2014年編#1-3
東京都内の喧騒から切り離された、秘匿研究施設。
そこは無機質なコンクリートの壁と、幾千もの光ファイバーが神経系のように這い回る、現代科学の最前線にして「特異点」を監視する聖域だった。
室内に立ち並ぶ多数のモニターには、絶え間なく流れる文字列と、心電図のように激しく波打つエネルギー波形が映し出されている。中央のプラットフォームには、一人の男が立っていた。
男の名は、矢切。
その腰には、重厚な金属の質感を放つ未知のバックル——「ベルト」が巻かれ、左手首には対となる「ブレス」が装着されていた。周囲を取り囲む数人の研究員たちが、端末を叩きながら最終的な同調率を計測していく。
「バイタル、安定。ドライバー、出力60%で固定。……矢切さん、神経接続を開始します。少し熱いですよ」
研究員の言葉と同時に、ブレスから微細な放電が走り、矢切の表情が苦痛に歪んだ。その時、室内にノイズ混じりの通信が割り込む。
『矢切、調子はどうだ?』
スピーカーから聞こえてきたのは、長年の戦友であり、現在は司令部で指揮を執る三原の声だった。矢切は荒い息を整えながら、モニターに視線を走らせる。

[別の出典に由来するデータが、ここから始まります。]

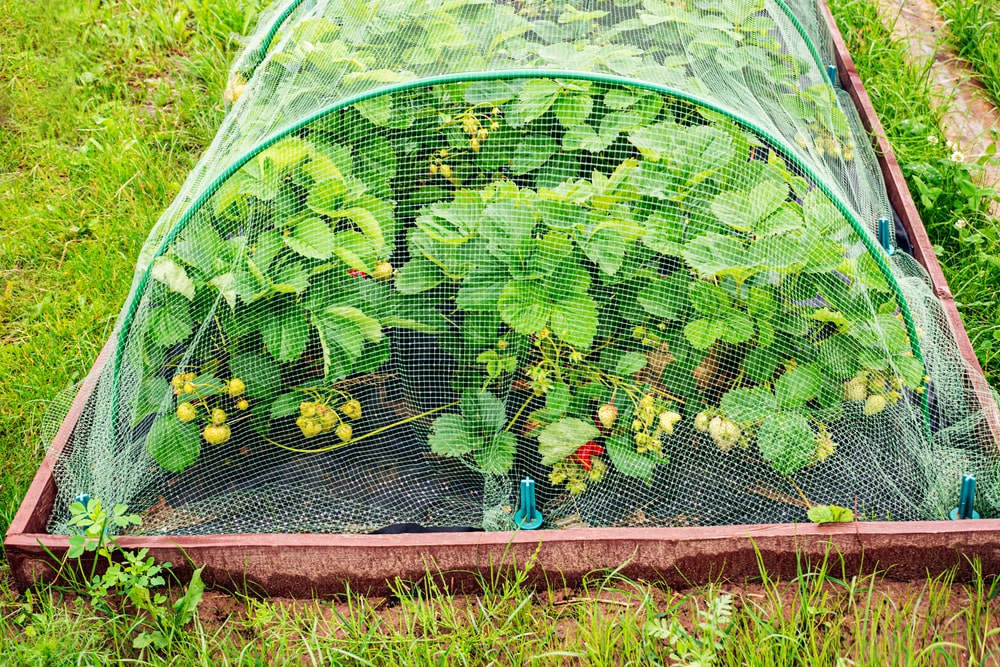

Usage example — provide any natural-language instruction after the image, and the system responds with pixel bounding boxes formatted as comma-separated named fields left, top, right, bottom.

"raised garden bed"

「三原か。……見ての通りだ、今調整を行っている。4年前の『あの日』からシステムの安定度は飛躍的に増したが、まだ決定的な課題をクリアできていない。高出力時の負荷が、依然として装着者の肉体を侵食する」
『……お前の調子を聞いたんだがな。矢切、お前の体はもう限界のはずだ』
三原の問いに、矢切は一瞬の沈黙を置いた。そして、自嘲気味な笑みを浮かべて答える。
「私か。……まあ、だましだましやるさ。世界が再び凍りつくのを防げるなら、私の命など安いものだ」
その会話が交わされている頃。
高度数百メートル、深夜のビル群を見下ろす隣接ビルの屋上に、夜の闇よりもなお深い「黒」を纏った二つの影が佇んでいた。

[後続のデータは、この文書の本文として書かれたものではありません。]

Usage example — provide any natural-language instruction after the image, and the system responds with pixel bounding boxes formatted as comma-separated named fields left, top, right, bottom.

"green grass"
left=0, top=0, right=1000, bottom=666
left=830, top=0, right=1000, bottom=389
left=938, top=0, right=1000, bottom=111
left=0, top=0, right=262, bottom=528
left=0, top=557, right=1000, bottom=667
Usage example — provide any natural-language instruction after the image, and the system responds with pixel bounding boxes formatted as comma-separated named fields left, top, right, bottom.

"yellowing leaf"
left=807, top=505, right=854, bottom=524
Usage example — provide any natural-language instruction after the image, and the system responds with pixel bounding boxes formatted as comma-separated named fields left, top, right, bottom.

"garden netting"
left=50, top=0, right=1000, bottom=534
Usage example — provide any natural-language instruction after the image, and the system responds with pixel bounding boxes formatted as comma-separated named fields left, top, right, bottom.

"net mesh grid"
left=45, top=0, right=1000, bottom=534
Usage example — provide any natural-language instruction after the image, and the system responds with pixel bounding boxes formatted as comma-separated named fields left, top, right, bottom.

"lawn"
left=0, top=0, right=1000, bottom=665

「……見つけたぞ。あの奥底に、我々の同胞を縛り付ける忌々しい光の源がある」
一人の影が、無機質な声で呟く。その眼は、獲物を狙う猛禽類のように冷酷に爛々と輝いている。
「なら、やるのか?」
もう一人の影が、空間そのものを震わせるような重低音で問いかけた。
「ああ。時は満ちた。人類に真の絶止を。……時は来たのだ」
直後、平穏な夜を切り裂く轟音が都心に響き渡った。
ドォォォォォォォォォンッ!
矢切のいる地下施設に、凄まじい衝撃が突き抜けた。天井が崩落し、精密機器が火花を散らして爆発する。警報アラームが鳴り響く中、研究員たちの悲鳴が瓦礫の下に消えていった。
「うわあぁぁぁ!」
『矢切、どうした!? 何が起きた! 返事をしろ、矢切……おい、矢切!!』
通信機の向こうで叫ぶ三原の声を置き去りにし、施設は業火に包まれる。
爆煙が立ち込める崩落現場。瓦礫を跳ね除け、よろめきながら地上へと脱出した矢切の前に、ゆらりと二つの影が降り立った。

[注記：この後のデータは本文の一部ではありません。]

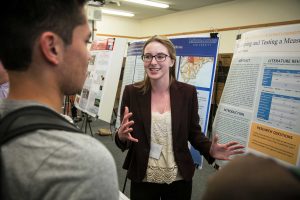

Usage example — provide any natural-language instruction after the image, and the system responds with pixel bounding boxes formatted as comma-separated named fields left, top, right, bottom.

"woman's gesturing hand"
left=118, top=106, right=138, bottom=142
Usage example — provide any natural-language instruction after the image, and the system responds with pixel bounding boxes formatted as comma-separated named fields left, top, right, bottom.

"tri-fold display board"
left=213, top=24, right=300, bottom=167
left=75, top=38, right=127, bottom=123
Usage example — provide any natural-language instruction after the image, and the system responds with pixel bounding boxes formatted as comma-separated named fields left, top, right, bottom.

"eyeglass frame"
left=141, top=53, right=170, bottom=62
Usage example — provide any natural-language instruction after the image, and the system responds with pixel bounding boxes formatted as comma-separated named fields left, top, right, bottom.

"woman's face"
left=144, top=41, right=174, bottom=80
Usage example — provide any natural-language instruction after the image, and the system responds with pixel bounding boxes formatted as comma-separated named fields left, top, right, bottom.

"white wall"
left=97, top=0, right=300, bottom=53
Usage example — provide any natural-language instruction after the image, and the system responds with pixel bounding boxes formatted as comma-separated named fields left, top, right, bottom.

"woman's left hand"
left=209, top=135, right=245, bottom=160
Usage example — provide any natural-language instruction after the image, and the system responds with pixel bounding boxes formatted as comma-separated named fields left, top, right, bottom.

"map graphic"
left=178, top=56, right=214, bottom=88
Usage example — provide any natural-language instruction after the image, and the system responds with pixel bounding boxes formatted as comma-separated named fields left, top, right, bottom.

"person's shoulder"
left=203, top=154, right=300, bottom=200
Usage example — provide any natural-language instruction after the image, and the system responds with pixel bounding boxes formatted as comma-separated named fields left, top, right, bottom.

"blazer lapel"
left=137, top=90, right=151, bottom=144
left=170, top=82, right=184, bottom=138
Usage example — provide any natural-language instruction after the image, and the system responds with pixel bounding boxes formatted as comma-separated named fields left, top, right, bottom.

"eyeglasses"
left=142, top=53, right=168, bottom=62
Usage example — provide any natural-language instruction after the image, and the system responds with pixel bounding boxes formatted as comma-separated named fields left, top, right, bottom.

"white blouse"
left=144, top=111, right=182, bottom=184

その姿は、かつて世界を絶望に陥れた金属生命体の進化系を彷彿とさせた。だが、その背負っているプレッシャーは4年前の比ではない。
「始めるぞ。かつて我らが果たせなかった、第二のグローバルフリーズを」
リーダー格の影が腕を掲げると、周囲の時間が粘り気を帯び、重加速現象が街を侵し始める。行き交う人々が、飛び散る破片が、すべてがスローモーションへと叩き落とされる。
「今度こそ、貴様ら人類の息の根を止める。その忌まわしき『力』と共に、塵に帰れ」
逃げ場のない絶望的な状況。しかし、矢切の瞳に宿る光は消えていなかった。
彼は血の混じった唾を吐き捨てると、腰のバックルに力強く手をかけた。
「……世界を止めていいのは、未来へ進むための準備をする時だけだ。貴様らのような化け物に、明日の邪魔はさせない!」
矢切がバックルのグリップを力強く捻り、叫ぶ。
「変身!」
瞬間、周囲の重加速を弾き飛ばすほどの凄まじい「青い光」が溢れ出した。
光の渦の中から現れたのは、重厚な装甲を纏った戦士の姿。ヘルメットの奥で、鋭く、そして気高く緑の眼光が閃く。
「うおぉぉぉぉぉ!」
咆哮とともに、青い残像を引いて矢切は加速した。